A high level medical panel of US government advisors was meeting Tuesday to decide whether to authorize the Pfizer COVID-19 vaccine in five-to-11-year-olds, likely paving the way for younger children to get their shots within weeks.
If, as expected, the independent experts convened by the Food and Drug Administration (FDA) vote in favor, it will set in motion actions leading to 28 million more Americans becoming eligible for immunization.
Opening the meeting, senior FDA scientist Peter Marks said younger children were "far from being spared harm of COVID-19," adding that, in this group, there had been 1.9 million infections and 8,300 hospitalizations, roughly a third of which required intensive care.
There have also been around 100 deaths, making it a top 10 leading cause of death, he added.
The question before the experts: based on the scientific evidence available, do the benefits of the two-dose vaccine, given three weeks apart, outweigh the known risks.
An analysis by Pfizer posted by the FDA before the meeting showed the vaccine—given at 10 micrograms instead of 30 micrograms as in older groups—was 90.7 percent effective at preventing symptomatic COVID-19, and there were no serious safety issues.
The FDA also carried out a detailed a risk-benefit analysis, which indicated the agency's scientists believe the benefits exceed the most worrying potential side-effect for this age group: myocarditis, or heart inflammation.
FDA scientist Hong Yang presented a model that showed at current infection rates, the vaccine would prevent far more hospitalizations from COVID than they might cause from myocarditis.
If community transmission was brought down to very low levels, this may change—but even then vaccination might be worthwhile because of long term risks linked to non-hospitalized cases, she added.
These include multisystem inflammatory syndrome in children (MIS-C), a rare but highly serious post-viral complication, which has affected more than 5,000 children of all ages and claimed 46 lives.
William Gruber of Pfizer added there were wider societal benefits too.
For example, children likely play an important role in transmission and vaccinating children can help reach herd immunity.
"Vaccination will help ensure in-person learning which is critical for childhood development by limiting community spread and school outbreaks," he added.

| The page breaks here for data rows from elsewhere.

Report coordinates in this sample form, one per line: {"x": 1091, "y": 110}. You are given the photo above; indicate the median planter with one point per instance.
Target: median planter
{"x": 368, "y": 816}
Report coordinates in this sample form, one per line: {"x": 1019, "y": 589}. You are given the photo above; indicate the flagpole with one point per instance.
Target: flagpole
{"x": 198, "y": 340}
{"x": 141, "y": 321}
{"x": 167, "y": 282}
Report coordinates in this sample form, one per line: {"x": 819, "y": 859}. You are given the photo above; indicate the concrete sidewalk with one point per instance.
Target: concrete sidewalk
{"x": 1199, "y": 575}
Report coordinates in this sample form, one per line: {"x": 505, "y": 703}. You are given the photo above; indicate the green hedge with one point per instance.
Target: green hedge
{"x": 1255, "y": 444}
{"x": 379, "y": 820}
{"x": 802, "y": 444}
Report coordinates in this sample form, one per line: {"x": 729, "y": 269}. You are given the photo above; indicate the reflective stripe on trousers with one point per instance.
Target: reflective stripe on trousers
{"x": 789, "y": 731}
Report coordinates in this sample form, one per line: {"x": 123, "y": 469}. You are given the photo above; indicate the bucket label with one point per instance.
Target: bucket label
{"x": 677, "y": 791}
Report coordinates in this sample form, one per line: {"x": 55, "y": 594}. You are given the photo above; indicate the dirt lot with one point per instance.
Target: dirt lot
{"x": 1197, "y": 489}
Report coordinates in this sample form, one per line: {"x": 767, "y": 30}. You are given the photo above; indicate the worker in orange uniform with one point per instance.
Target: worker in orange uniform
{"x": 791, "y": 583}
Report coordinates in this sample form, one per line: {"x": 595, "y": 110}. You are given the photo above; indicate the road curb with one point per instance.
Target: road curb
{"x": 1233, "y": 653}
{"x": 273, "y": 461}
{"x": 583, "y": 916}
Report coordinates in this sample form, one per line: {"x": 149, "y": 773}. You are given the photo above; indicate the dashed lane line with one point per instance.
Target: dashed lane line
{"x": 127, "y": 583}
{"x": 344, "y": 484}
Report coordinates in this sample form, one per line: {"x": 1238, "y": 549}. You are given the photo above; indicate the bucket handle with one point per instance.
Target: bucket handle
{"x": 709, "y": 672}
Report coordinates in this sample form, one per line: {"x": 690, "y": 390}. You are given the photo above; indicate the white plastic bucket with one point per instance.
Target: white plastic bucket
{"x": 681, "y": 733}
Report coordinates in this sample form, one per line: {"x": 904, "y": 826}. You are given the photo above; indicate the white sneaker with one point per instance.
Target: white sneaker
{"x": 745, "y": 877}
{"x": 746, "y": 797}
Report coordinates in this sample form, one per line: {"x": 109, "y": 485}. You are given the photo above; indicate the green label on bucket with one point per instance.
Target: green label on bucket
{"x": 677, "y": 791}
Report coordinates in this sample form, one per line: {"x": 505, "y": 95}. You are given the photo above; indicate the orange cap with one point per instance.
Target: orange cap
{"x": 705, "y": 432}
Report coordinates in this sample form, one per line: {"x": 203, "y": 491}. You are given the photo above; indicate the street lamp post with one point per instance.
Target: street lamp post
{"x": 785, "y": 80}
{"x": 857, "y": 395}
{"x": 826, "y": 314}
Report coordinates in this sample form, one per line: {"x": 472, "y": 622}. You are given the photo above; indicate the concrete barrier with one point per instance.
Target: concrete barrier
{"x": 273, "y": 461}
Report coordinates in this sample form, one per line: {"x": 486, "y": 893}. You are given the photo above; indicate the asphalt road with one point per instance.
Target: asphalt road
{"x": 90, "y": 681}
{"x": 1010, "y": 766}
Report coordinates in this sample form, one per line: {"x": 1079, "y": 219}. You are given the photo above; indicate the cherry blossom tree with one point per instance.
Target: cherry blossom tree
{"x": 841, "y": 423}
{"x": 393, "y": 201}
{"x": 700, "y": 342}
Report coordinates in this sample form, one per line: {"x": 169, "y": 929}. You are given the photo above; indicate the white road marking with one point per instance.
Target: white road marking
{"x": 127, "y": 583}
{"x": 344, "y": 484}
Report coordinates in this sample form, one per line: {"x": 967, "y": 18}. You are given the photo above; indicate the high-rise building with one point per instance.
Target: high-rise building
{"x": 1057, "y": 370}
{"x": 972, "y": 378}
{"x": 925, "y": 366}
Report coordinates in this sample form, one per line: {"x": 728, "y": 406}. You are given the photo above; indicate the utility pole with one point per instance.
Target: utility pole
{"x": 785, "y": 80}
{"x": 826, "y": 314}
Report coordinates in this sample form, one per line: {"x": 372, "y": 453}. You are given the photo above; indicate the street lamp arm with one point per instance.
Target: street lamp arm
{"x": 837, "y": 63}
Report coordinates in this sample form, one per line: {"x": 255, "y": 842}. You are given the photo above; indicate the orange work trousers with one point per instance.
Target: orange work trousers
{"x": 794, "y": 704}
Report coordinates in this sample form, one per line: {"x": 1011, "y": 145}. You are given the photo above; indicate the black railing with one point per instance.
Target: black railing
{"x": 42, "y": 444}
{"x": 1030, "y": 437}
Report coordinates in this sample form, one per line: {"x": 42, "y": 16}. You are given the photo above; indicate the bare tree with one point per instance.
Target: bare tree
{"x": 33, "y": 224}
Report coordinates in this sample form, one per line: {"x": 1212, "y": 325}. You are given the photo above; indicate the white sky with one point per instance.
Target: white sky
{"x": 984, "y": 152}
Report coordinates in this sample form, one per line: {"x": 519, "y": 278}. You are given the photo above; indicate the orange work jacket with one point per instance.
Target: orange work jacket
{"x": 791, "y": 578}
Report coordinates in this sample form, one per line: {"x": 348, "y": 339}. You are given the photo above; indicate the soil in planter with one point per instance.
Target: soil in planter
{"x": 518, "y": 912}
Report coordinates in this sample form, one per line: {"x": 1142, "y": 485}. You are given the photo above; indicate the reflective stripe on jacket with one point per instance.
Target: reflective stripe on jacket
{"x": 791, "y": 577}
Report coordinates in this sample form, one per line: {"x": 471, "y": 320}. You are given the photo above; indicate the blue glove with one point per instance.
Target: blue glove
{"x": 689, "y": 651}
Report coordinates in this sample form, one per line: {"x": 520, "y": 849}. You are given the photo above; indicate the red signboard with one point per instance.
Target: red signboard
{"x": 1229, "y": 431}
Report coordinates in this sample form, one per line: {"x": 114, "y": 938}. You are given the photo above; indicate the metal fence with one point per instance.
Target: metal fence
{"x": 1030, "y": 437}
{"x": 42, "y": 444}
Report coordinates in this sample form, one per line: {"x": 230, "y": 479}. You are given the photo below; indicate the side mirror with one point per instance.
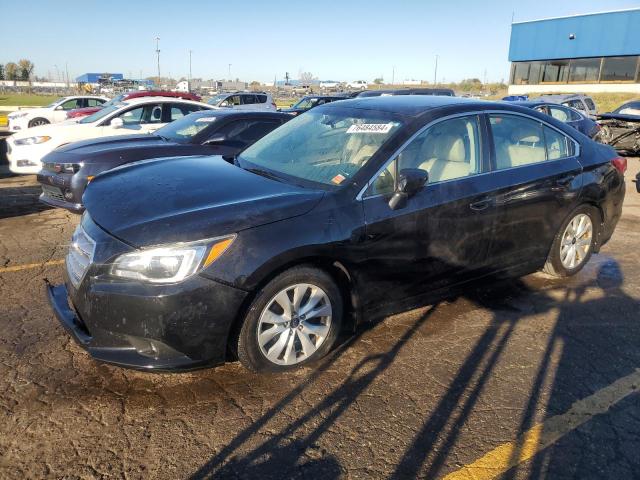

In its clinical trial, Pfizer evaluated safety data from a total of 3,000 vaccinated participants, with the most common side-effects mild or moderate, including injection site pain, fatigue, headache, muscle pain and chills.
There were no cases of myocarditis or pericarditis (inflammation around the heart), but there were not enough study volunteers to be able to detect highly rare side-effects.
Matthew Oster, a researcher at the Centers for Disease Control and Prevention (CDC), gave a presentation on what is known so far about the side-effect among groups already eligible for vaccines.
Of 877 vaccine-induced myocarditis cases in under 29s, 829 were hospitalized, according to official data. The vast majority were discharged but five remain in intensive care.
The rate of the side-effect will probably be lower in the five-to-11 age group than among adolescent males, because it is thought to be linked to testosterone.
The panel will have to weigh this theoretical risk against preventing COVID, which may cause more frequent and severe myocarditis.
The meeting comes as the United States is emerging from its latest wave driven by the Delta variant.
But infections remain high in northern states such as Alaska, Montana, Wyoming and Idaho, which are experiencing colder weather and have lagging vaccination rates.
Overall, 57 percent of the total population is now fully vaccinated.
Vaccine confidence has risen in recent months, but the United States remains behind every other G7 nation in percent of population fully vaccinated.